I use the social networks Facebook, Twitter and LinkedIn, and I use them for different purposes. I think most people might say the same. It’s a conscious decision on my part to keep them separate from each other. Facebook is my way of keeping in touch with friends and family in the USA, and to some extent, here in Europe. You’d be surprised at how difficult it’s become to get people who live only a town or two away from Oslo, together in one room for a social event. Planning an evening out with three or more people has become a major affair; it’s often easier to update each other on what’s going on via Facebook. So instead of writing five emails a week to friends, I update my status on Facebook several times per week, but not on a daily basis. So Facebook is for personal use. I use Twitter for professional purposes; I follow most science-related sites; the list grows ever longer. I am now following sites that have to do with politics and government, and find them interesting as well. Not surprising perhaps, when you understand the importance of politics in the creation of policies for how science should be made understandable and relevant for the public (e.g. climate change, global warming, science education in schools, sustainable energy sources). When I started off using Twitter, I wasn’t sure what it might be good for, and I didn’t understand why people sang its praises. Now I know. It’s an amazing way of getting news as it happens. Science publishers like Nature and Science have discovered this; they need only post a short tweet as to what the new hot article is on their websites and in their journals and they’re guaranteed that interested readers will read their tweets and click on the relevant links. New scientific discoveries and interesting new articles spread like wildfire. So I use Twitter to stay updated on what is going on in my field, as well as in science generally. I even credit Twitter with getting me interested in astronomy. You need only follow NASA on Twitter (https://twitter.com/NASA) to understand why. If I had been better in math, I might have been an astronomer, the field is that interesting. Daily Science is another site I follow; you can find them here: https://twitter.com/DailyScienceUp. Guardian Science is another favorite; you can find them here: https://twitter.com/guardianscience. And if you’re interested in following me on Twitter, here is the link: https://twitter.com/paulamdeangelis.
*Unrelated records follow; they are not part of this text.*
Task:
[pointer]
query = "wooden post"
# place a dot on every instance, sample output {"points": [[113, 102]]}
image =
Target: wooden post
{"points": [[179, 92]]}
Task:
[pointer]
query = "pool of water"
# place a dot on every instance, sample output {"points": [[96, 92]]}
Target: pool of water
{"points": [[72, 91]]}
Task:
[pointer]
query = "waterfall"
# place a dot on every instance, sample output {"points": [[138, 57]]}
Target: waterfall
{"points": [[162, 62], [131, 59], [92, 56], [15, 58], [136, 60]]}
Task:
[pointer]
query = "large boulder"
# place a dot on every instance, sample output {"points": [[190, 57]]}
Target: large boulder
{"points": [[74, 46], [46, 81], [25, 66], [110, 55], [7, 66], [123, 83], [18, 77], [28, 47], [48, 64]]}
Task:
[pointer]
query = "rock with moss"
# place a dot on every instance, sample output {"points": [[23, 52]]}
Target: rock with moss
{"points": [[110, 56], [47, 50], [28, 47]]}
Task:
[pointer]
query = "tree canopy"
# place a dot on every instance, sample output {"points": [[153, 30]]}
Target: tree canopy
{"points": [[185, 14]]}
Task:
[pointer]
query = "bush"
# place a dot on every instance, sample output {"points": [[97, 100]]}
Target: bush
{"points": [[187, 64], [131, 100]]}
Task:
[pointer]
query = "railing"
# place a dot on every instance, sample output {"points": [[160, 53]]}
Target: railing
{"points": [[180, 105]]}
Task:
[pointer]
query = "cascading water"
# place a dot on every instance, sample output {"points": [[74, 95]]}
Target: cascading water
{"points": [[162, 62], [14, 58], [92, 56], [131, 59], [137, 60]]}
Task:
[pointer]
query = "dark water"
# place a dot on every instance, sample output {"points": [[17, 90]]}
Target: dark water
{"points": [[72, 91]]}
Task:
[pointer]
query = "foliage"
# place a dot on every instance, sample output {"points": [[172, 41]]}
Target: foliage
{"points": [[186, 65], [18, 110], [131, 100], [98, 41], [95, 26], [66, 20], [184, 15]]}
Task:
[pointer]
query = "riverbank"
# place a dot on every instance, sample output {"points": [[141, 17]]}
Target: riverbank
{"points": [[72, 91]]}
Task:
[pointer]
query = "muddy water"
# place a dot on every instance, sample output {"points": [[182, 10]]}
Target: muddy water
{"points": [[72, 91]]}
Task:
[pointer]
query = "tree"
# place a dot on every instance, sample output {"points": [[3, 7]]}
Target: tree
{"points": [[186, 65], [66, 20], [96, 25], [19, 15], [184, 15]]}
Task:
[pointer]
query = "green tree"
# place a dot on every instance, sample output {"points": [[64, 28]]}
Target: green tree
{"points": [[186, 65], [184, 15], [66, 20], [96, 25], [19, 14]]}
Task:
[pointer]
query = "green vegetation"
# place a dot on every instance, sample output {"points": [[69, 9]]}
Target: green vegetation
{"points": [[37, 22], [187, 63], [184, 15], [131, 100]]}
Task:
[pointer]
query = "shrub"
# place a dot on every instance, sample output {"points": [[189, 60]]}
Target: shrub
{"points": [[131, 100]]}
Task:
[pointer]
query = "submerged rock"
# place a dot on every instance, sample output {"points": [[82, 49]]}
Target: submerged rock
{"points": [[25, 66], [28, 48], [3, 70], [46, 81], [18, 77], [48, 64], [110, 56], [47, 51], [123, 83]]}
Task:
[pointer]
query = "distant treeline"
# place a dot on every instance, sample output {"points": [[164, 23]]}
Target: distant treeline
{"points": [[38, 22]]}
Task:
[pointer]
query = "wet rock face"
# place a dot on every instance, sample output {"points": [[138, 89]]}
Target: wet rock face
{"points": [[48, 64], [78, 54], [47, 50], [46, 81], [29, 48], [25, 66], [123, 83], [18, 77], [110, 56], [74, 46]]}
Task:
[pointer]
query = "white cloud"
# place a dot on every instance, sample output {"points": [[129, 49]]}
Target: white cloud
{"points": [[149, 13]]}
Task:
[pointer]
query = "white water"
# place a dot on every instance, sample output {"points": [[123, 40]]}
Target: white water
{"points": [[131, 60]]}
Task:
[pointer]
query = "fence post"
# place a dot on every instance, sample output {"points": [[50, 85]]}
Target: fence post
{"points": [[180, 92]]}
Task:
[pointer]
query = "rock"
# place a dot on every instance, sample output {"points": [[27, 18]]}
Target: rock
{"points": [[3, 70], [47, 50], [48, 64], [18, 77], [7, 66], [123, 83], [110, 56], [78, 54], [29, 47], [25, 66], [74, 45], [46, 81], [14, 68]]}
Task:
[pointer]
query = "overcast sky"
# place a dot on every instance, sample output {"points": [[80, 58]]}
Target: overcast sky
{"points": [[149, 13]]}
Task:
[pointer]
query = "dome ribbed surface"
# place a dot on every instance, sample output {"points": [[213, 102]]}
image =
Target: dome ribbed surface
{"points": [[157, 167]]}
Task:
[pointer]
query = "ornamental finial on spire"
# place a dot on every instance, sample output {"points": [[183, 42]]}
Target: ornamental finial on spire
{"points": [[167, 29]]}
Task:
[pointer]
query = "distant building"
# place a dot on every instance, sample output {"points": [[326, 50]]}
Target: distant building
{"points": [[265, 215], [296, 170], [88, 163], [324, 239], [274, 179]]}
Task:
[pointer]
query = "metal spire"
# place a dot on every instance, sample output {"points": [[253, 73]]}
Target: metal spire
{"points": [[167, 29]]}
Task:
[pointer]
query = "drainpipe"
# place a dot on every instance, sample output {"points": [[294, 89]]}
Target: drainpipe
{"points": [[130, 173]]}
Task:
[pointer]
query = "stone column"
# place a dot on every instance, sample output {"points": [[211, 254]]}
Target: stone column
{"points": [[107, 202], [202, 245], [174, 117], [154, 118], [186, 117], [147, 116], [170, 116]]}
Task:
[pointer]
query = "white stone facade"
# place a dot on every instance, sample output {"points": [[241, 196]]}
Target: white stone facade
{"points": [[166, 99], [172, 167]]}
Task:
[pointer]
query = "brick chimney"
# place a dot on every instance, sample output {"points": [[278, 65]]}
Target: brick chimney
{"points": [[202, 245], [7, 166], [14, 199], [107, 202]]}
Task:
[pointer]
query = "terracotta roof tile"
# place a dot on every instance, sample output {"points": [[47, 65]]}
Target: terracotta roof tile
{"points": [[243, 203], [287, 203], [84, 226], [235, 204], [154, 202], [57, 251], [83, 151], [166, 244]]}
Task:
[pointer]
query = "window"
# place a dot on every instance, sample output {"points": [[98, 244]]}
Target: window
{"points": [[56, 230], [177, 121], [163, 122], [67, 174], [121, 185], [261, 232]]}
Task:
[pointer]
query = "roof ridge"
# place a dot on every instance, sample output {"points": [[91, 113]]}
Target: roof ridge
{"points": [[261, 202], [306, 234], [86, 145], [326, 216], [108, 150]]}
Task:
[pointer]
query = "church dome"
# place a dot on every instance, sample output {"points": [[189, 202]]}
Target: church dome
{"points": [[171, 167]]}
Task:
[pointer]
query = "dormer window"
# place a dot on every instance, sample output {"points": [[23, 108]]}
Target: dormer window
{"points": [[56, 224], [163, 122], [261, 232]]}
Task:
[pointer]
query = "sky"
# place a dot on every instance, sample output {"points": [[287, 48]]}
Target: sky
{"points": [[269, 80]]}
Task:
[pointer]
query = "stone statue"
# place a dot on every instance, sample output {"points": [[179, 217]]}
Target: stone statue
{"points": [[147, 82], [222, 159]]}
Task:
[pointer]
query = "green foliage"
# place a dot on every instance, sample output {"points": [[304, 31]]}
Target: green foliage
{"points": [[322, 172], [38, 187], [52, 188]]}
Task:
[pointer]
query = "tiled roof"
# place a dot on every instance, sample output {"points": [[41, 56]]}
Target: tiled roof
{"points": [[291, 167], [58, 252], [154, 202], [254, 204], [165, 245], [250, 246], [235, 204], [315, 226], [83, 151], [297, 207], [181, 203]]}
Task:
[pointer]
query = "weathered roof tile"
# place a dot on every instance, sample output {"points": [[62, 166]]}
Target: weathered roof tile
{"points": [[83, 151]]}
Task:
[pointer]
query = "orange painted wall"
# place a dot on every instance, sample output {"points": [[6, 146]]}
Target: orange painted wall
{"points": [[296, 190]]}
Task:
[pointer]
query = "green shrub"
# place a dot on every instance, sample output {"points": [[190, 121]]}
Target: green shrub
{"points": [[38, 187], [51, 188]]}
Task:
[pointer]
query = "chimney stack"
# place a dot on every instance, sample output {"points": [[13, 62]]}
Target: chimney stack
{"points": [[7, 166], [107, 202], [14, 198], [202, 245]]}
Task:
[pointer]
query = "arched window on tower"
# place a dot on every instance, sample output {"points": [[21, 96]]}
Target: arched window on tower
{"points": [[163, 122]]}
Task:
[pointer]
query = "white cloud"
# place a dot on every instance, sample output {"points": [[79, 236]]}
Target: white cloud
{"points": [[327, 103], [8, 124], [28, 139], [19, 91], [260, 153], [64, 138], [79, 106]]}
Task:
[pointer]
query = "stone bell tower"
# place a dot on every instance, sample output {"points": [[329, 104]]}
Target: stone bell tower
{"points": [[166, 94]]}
Finally, LinkedIn; it doesn’t surprise me at all that potential employers/recruiters utilize this site frequently. I read an article the other day (courtesy of Twitter) that reported that LinkedIn was the social network that most recruiters use (http://www.livescience.com/29178-recruiters-find-job.html?cmpid=514645). What other platform provides CVs, references, and personal/professional interests for potential candidates for employment? Better yet, what other platform provides you with a candidate’s connections, that may be even more interesting (employable) than the actual candidate in question? This network, like Twitter, is reserved for my professional use, and I plan on keeping it that way. I am careful as to whom I include as a connection, as I want to build a network that can be valuable to me professionally. A nice touch is that your connections can write recommendations for you that are published on the site. Potential employers read such things. Your connections can also recommend specific skills, but I find this aspect less useful than an actual written recommendation.
How things have changed during the past ten years. In that sense, who knows what the next ten years will bring? One thing is certain; there is a new social network or platform just waiting in the wings, whether you like it or not, or whether the current social networks like it or not. That’s the nature of the beast.